Crumb’s work has never been about conforming to others’ ideals, and in pursuing his own tastes, he’s often alienated himself. “Robert really does not have a filter,” Morris explains. “What you see is a hyper-honest account of his desires and fantasies.” The curator emphasizes that Crumb’s works are expressions of love and respect, not cultural commentaries. “I know that Robert often works from images of women that he has found in popular culture, but he selects these images per his own desires. I don’t think he is looking to make a comment on all of culture. These are deeply personal choices.” Crumb’s self-reflexive captions remind us of this fact, and he has often referenced his own problematic and uneasy relationship with women and sex in his work, including his comic book, My Troubles With Women (1990). Drawing for the artist is a catharsis, a way of working out his only responses to the chaos of the world—including the developments in contemporary culture. “Considering what he has drawn from in the past, it only makes sense that in 2016 he could be inspired by a mania that has led to equipment like a selfie stick,” Morris muses.

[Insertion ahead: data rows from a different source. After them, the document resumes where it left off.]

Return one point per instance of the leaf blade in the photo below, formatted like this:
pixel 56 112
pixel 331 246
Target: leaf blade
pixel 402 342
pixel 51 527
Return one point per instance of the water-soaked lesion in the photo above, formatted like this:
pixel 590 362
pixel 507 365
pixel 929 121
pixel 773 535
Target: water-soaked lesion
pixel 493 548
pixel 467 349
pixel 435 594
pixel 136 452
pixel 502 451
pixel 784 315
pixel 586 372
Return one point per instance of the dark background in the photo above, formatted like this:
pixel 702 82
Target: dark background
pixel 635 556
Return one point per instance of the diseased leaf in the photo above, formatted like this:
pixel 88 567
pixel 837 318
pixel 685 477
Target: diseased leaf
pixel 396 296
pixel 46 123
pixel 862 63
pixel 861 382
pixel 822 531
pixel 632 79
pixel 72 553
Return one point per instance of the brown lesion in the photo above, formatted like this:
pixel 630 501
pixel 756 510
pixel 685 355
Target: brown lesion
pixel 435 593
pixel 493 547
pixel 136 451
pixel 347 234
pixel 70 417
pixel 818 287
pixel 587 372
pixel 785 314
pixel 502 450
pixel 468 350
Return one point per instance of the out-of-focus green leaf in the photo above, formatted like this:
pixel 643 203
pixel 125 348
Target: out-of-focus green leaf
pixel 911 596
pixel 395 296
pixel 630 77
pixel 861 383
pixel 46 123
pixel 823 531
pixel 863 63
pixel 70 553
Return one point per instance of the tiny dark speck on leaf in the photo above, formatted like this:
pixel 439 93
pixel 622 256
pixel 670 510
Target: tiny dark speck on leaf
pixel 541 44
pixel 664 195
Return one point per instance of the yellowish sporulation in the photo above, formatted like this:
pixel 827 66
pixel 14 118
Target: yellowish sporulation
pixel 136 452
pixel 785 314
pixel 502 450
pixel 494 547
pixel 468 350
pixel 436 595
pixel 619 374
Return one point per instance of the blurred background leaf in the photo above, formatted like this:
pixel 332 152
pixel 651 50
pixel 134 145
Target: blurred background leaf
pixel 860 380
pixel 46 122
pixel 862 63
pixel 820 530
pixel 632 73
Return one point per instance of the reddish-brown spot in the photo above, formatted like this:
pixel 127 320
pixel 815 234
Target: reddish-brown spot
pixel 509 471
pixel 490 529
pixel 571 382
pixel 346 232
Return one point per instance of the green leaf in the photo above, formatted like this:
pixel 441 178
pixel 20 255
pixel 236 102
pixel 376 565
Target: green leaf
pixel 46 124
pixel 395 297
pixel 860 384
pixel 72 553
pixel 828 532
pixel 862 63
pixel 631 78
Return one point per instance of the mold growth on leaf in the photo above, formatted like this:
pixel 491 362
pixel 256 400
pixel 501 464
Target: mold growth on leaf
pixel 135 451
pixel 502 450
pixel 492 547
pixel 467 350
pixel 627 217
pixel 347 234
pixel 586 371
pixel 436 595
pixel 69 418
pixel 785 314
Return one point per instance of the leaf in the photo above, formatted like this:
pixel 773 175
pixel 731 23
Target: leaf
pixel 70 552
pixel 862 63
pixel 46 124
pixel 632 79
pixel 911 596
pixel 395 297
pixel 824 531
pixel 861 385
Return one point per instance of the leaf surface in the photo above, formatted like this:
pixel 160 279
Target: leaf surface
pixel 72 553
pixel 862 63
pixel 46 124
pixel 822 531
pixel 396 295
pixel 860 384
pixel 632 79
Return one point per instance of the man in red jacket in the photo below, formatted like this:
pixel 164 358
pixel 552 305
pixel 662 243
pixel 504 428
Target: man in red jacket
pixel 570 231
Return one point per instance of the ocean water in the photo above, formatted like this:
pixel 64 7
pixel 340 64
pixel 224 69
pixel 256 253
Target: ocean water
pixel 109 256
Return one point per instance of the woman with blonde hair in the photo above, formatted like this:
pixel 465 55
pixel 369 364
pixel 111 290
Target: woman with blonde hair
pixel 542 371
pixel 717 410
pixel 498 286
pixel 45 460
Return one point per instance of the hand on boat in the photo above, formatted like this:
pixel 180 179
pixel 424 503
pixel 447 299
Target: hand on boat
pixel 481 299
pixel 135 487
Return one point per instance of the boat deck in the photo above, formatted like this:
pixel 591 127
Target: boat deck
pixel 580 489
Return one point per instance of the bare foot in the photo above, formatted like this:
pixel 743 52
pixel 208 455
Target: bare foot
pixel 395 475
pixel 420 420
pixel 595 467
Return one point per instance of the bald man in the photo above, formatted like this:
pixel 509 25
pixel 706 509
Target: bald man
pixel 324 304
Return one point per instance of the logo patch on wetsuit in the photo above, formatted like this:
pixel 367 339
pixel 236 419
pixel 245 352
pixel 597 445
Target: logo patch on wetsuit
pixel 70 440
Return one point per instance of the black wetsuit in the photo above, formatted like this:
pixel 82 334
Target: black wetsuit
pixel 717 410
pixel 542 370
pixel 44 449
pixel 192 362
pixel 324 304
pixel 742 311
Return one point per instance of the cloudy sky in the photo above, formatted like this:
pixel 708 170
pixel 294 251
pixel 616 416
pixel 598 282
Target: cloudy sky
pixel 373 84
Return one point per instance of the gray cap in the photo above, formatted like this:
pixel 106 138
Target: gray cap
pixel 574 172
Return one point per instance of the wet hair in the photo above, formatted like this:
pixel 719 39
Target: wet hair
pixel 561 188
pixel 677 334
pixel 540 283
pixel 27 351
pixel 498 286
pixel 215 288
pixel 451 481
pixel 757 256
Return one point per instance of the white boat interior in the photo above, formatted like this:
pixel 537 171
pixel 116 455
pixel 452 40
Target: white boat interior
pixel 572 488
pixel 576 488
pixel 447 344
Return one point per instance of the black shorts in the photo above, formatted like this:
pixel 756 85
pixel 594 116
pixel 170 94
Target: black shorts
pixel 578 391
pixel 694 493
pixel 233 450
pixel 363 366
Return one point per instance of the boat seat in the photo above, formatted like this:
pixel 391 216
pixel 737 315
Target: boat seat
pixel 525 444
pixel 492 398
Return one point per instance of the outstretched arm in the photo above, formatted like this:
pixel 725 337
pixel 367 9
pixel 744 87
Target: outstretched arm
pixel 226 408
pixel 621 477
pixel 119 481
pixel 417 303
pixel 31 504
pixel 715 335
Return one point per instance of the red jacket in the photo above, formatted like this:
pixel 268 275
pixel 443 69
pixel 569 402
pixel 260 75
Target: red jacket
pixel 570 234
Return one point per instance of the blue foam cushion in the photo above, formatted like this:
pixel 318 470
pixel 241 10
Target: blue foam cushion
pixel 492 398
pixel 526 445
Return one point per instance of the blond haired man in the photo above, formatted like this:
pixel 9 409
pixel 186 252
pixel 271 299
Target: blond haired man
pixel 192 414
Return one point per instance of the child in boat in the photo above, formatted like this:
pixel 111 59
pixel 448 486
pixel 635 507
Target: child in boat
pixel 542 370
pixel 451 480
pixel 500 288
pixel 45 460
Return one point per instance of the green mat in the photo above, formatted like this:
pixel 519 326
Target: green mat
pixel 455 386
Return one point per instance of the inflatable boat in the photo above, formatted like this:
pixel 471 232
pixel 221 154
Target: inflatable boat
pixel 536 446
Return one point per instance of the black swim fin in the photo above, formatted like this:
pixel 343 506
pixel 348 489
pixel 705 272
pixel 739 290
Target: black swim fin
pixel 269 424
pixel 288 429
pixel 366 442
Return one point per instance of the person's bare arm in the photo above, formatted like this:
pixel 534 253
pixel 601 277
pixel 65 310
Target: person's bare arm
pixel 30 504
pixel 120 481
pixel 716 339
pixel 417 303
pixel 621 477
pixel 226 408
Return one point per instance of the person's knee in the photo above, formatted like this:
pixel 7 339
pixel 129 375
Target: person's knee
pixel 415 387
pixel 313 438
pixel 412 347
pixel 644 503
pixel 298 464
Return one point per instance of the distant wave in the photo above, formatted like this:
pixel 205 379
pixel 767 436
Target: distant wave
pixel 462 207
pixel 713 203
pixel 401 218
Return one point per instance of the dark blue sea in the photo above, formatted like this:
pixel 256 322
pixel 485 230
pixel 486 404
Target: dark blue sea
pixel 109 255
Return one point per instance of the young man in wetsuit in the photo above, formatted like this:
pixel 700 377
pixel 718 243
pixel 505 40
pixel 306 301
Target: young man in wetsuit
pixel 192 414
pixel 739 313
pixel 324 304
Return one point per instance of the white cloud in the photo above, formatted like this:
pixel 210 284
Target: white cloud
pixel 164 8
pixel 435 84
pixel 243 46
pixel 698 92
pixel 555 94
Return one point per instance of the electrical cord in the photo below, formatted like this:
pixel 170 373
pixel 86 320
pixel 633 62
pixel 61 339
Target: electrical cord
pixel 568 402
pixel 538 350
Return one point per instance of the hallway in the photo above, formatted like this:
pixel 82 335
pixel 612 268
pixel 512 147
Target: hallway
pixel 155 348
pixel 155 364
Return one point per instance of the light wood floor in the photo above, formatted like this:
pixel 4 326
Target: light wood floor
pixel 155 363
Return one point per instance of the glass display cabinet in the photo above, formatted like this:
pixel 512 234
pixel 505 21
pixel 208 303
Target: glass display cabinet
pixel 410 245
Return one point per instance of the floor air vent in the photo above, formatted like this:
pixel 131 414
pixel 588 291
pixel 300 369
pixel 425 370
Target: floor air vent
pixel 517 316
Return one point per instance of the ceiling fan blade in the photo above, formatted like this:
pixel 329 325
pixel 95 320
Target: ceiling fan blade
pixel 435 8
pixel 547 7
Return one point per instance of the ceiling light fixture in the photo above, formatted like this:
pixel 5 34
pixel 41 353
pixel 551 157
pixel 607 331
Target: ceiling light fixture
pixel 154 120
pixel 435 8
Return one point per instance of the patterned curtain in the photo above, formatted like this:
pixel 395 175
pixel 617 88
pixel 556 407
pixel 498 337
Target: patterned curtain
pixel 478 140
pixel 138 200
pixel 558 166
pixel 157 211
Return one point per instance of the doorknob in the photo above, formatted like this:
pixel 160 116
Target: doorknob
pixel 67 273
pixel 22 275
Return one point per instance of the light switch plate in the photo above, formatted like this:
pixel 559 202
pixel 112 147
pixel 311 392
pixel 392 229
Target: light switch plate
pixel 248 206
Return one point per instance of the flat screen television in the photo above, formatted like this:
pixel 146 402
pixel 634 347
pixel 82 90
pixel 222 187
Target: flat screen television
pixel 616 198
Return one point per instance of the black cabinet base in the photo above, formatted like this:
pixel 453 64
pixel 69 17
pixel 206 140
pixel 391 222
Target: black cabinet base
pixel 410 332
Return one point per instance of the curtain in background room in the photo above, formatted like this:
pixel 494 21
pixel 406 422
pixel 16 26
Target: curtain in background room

Perhaps the way Crumb sees women is best understood through the Picasso aphorism that’s planted in a work from Art & Beauty Magazine, Number 2 (2003), under a drawing of a bikini-clad shero in a warrior pose: “...I put all the things I like into my pictures, the things—so much worse for them; they just have to put up with it.”
Crumb clearly likes women and he’ll continue to draw them in the way he wants. But his works on women give the viewer much more than an understanding of his individual sexual desire. Out in the world, with a life of their own, the bigger question these drawings pose is, how do we see women?